Each knowledge base has its own retrieval strategy. Depending on the retrieval strategy, the knowledge base will function differently.

Configuring a knowledge base

WARNING: This strategy is for internal use only. It is not possible to use Assistants from a "bring your own" OpenAI account.

In an LLM prompts file, a knowledge base is configured by adding a knowledge key:

prompts:
  - id: faq
    text: |
      system: use the given knowledge base to answer the users question.
      [!kb]
      user: {{ question }}
knowledge:
  - id: "my_knowledge_base"
    label: "My Knowledge Base"
    fixed_openai_assistant:
      assistant_id: "asst_1234567890"
      # optional OpenAI Project ID
      project_id: "prj_1234567890"

This can then be used in bubblescript as follows:

dialog main do
  ask "What is the capital of France?"
  answer = LLM.complete(@prompts.faq, kb=@knowledge.my_knowledge_base, question=answer.text)
  say answer.text
end

Retrieval strategy: OpenAI Assistant through integration

WARNING: This strategy is for internal use only. It is not possible to use Assistants from a "bring your own" OpenAI account.

The external_openai_assistant strategy is used to connect to an OpenAI Assistant by configuring the assistant ID in an integration secret.

knowledge:
  - id: "my_knowledge_base"
    label: "My Knowledge Base"
    external_openai_assistant:
      assistant_integration_alias: "my_assistant"
      # optional reference to alias where the project ID is stored
      project_integration_alias: "my_project"

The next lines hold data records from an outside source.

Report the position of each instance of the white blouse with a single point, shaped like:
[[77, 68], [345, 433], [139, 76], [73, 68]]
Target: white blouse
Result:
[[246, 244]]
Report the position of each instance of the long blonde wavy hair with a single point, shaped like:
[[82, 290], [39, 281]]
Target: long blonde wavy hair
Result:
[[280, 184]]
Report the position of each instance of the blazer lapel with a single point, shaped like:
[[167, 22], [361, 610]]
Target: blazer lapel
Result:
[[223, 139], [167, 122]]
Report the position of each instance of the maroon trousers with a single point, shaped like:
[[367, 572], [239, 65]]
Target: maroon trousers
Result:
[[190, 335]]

And then in the integrations file, add a new entry like this:

- provider: secret
  alias: my_assistant
  context: bot
  description: Assistant ID for 'My Knowledge Base'
- provider: secret
  alias: my_project
  context: bot
  description: Project ID for 'My Knowledge Base'

No automatic synchronization of files is done from the platform to the assistant. With this retrieval strategy, you need to manually add files to the assistant on the OpenAI platform.

Retrieval strategy: OpenAI Assistant (hardcoded)

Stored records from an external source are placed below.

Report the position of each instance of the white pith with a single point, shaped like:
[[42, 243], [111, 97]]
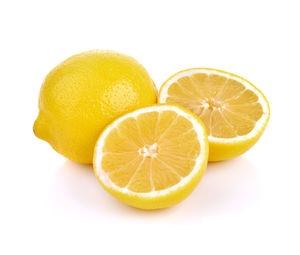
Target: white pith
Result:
[[259, 124], [200, 160]]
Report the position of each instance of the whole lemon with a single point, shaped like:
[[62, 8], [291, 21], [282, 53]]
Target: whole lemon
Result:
[[83, 94]]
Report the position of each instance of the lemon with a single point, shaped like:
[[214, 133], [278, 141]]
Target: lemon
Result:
[[83, 94], [233, 110], [152, 157]]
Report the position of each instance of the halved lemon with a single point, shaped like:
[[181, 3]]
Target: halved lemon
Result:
[[233, 110], [153, 157]]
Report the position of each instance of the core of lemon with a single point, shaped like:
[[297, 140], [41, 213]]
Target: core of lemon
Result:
[[233, 110], [83, 94], [153, 157]]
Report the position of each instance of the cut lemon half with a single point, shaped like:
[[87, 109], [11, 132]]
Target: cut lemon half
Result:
[[153, 157], [233, 110]]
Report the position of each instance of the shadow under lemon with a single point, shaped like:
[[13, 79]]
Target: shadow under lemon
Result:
[[226, 186]]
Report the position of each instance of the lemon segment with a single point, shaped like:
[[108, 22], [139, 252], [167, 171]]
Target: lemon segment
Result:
[[153, 157], [233, 110]]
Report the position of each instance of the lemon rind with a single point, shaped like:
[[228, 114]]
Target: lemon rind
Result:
[[200, 160], [260, 124]]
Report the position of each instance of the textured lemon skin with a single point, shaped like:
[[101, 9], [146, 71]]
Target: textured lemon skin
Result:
[[170, 199], [219, 151], [83, 94]]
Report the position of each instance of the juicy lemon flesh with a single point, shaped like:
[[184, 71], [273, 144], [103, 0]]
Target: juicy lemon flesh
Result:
[[150, 153], [227, 108], [83, 94]]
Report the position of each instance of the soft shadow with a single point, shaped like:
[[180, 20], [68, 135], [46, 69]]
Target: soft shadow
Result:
[[75, 187], [226, 186]]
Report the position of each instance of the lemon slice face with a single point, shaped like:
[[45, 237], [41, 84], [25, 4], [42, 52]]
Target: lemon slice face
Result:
[[233, 110], [152, 157]]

The "fixed" OpenAI Assistant strategy. This strategy is configured using a hardcoded OpenAI Assistant ID to find the most relevant documents to include in the prompt.

knowledge:
  - id: "my_knowledge_base"
    label: "My Knowledge Base"
    fixed_openai_assistant:
      provider: openai
      assistant_id: "asst_1234567890"

To use this strategy, you need to provide the assistant_id of an OpenAI Assistant. For the openai provider, you can create an assistant here. For the microsoft_openai provider, you can create an assistant here. The provider should be set to openai or microsoft_openai; it decides which API endpoint to use. The provider of the knowledge base must match the provider of the LLM prompt that is using the knowledge base.

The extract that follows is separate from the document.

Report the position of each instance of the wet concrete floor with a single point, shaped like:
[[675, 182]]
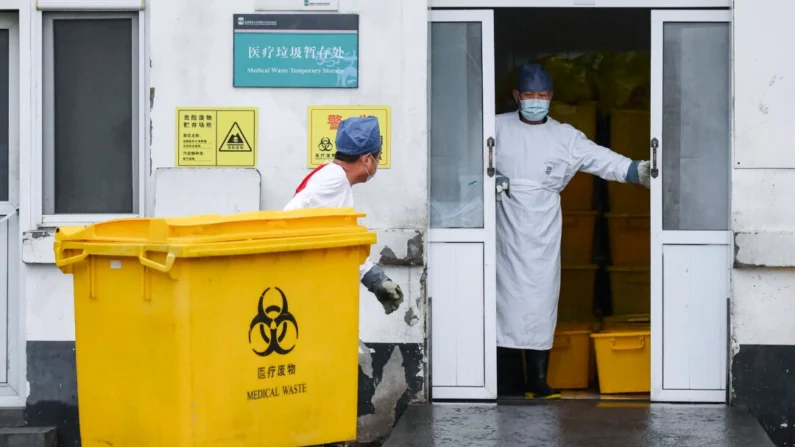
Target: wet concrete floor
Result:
[[577, 424]]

No automatic synchronization of files is done from the platform to the assistant. With this retrieval strategy, you need to manually add files to the assistant on the OpenAI platform.

Retrieval strategy: Scripts collection

The scripts_collection strategy uses a collection of scripts as a knowledge base:

knowledge:
  - id: "my_knowledge_base"
    label: "My Knowledge Base"
    scripts_collection:
      collection: "kb/"

This will read all the scripts in the kb/ directory and use them as a knowledge base, by directly including the content of the scripts in the prompt, on the place where the [!kb] tag is set in the prompt definition.